Gelbweisse Schilfeule (Arenostola phragmitidis)
Name
Gelbweisse Schilfeule (Arenostola phragmitidis)
Familie
Noctuidae (Eulenfalter)
Körpergröße
Spannweite 32–36 mm
Merkmale
Die Gelbweisse Schilfeule ist ein mittelgroßer Eulenfalter mit einer Flügelspannweite von 32 bis 36 mm. Die Vorderflügel sind hell gelblich-weiß bis strohfarben gefärbt und zeigen eine feine, unauffällige Zeichnung mit schwachen Querlinien und einem dezenten Mittelfleck – eine Färbung, die hervorragend zur Tarnung im Schilf geeignet ist. Die Hinterflügel sind heller und nahezu einfarbig. Der Körper ist schlank und ebenfalls hell gefärbt, was die Art von dunkleren Schilfeulenverwandten unterscheidet.
Lebensraum
Die Gelbweisse Schilfeule ist eng an Schilfröhrichte gebunden und besiedelt Uferstreifen von Seen, Flüssen, Teichen und Gräben sowie alle sonstigen Feuchtbiotope mit ausgedehnten Beständen des Gemeinen Schilfs (Phragmites australis).

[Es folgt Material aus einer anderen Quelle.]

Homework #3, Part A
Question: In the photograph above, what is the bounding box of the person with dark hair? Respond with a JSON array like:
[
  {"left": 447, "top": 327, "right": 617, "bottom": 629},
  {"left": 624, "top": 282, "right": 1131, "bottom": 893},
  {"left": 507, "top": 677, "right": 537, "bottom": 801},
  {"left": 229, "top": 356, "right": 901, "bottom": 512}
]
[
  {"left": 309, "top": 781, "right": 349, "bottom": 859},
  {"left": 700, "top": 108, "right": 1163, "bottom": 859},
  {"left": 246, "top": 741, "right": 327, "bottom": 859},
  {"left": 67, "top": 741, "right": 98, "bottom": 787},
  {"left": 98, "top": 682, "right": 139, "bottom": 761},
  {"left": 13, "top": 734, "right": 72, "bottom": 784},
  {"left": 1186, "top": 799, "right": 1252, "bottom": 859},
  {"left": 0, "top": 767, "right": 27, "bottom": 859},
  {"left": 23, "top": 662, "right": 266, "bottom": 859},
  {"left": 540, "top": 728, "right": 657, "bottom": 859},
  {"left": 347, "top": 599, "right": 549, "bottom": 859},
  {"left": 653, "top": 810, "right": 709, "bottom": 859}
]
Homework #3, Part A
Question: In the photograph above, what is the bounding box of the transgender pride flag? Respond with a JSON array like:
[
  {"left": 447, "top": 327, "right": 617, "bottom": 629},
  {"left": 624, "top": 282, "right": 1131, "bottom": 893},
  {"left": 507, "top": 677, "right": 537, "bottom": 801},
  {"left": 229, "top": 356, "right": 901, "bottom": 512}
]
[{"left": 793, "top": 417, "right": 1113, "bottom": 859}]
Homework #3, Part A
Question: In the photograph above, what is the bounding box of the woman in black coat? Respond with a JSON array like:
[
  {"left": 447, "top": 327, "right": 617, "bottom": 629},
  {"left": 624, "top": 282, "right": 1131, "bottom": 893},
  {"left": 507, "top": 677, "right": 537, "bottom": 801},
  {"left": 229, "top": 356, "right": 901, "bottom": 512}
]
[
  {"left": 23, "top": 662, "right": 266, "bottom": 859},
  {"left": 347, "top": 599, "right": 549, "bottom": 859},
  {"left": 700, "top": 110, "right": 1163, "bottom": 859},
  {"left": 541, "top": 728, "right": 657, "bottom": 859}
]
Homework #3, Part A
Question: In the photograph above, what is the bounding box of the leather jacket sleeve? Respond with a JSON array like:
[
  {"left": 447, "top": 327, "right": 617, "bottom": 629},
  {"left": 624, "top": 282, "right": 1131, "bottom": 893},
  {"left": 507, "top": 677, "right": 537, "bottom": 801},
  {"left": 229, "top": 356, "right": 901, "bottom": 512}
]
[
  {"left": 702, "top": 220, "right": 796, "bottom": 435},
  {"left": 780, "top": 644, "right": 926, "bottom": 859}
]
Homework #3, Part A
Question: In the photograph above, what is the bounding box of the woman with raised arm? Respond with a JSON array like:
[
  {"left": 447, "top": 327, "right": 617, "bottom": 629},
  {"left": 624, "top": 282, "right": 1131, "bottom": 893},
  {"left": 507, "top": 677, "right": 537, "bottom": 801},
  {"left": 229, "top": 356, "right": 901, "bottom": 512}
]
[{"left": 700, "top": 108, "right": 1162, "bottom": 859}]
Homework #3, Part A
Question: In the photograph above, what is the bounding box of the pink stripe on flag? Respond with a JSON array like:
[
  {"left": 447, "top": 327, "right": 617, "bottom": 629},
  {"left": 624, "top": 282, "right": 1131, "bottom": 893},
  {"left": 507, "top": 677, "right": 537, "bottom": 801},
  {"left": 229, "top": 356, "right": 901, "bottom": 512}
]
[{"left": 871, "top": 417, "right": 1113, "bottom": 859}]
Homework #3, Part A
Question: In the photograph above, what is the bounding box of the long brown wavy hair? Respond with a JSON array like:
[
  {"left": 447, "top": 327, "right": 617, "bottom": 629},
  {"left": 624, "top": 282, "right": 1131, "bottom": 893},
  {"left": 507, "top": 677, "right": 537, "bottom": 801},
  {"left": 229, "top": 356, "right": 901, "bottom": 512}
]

Die Raupen entwickeln sich an den Blättern dieser Pflanze. Die Flugzeit der Imagines erstreckt sich von Juni bis August, wobei die Falter nachtaktiv sind und bevorzugt in der Dämmerung und nachts fliegen.
Besonderheiten
Die Verbreitung der Gelbweissen Schilfeule in Deutschland ist deutlich ungleichmäßig: Die Art ist vor allem in der norddeutschen Tiefebene regelmäßig anzutreffen, während sie in den südlichen Bundesländern selten ist oder ganz fehlt. Dies hängt mit der Verfügbarkeit geeigneter Schilflebensräume zusammen, die im Norden großflächiger vorhanden sind. Verwechslungen sind mit ähnlichen hellen Schilfeulen möglich, die ebenfalls in Röhrichtbiotopen vorkommen. Der Rückgang von Schilfflächen durch Gewässerausbau und Entwässerung stellt eine potenzielle Gefährdung für die Art dar.